Carla Capponi fu una partigiana che partecipò all’attentato di via Rasella e si distinse per la determinazione e l’audacia. In un’epoca dove la donna veniva ancora vista come madre e casalinga, volle mettersi alla pari dei compagni uomini, impugnando armi e decidendo insieme a loro le sorti di un’Italia devastata dalla guerra.
Le premesse di quasi ottant’anni fa
Il 23 marzo è stato l’anniversario dell’attentato di Via Rasella, a Roma, avvenuto nel 1944 per mano dei Gruppi di Azione Patriottica (GAP), unità partigiane del Partito Comunista Italiano contro un reparto delle truppe d’occupazione tedesche.
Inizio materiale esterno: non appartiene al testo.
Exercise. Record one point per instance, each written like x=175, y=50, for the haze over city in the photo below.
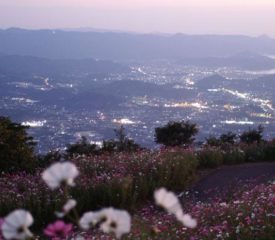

L’11ª compagnia del III battaglione del Polizeiregiment “Bozen”, appartenente alla Ordnungspolizei (polizia d’ordinanza) era solita passare in quella zona ogni giorno. Quella via, situata nel pieno centro della capitale, fu strategica non solo per la presenza costante di soldati tedeschi, ma anche per la sua conformazione: stretta e priva di negozi (quindi poco frequentata). Anche la data, seppur scelta apparentemente in maniera casuale, era in realtà l’anniversario della fondazione dei Fasci italiani di combattimento.
I ricordi a un bivio
A causa di ciò, le opinioni sull’attentato di Via Rasella sono da sempre contrastanti: se da una parte i fatti accertati hanno portato a una sentenza della Corte suprema di cassazione che lo qualificò come “legittima azione di guerra”, dall’altra c’è chi non si è risparmiato teorie di complotto e falsi storici.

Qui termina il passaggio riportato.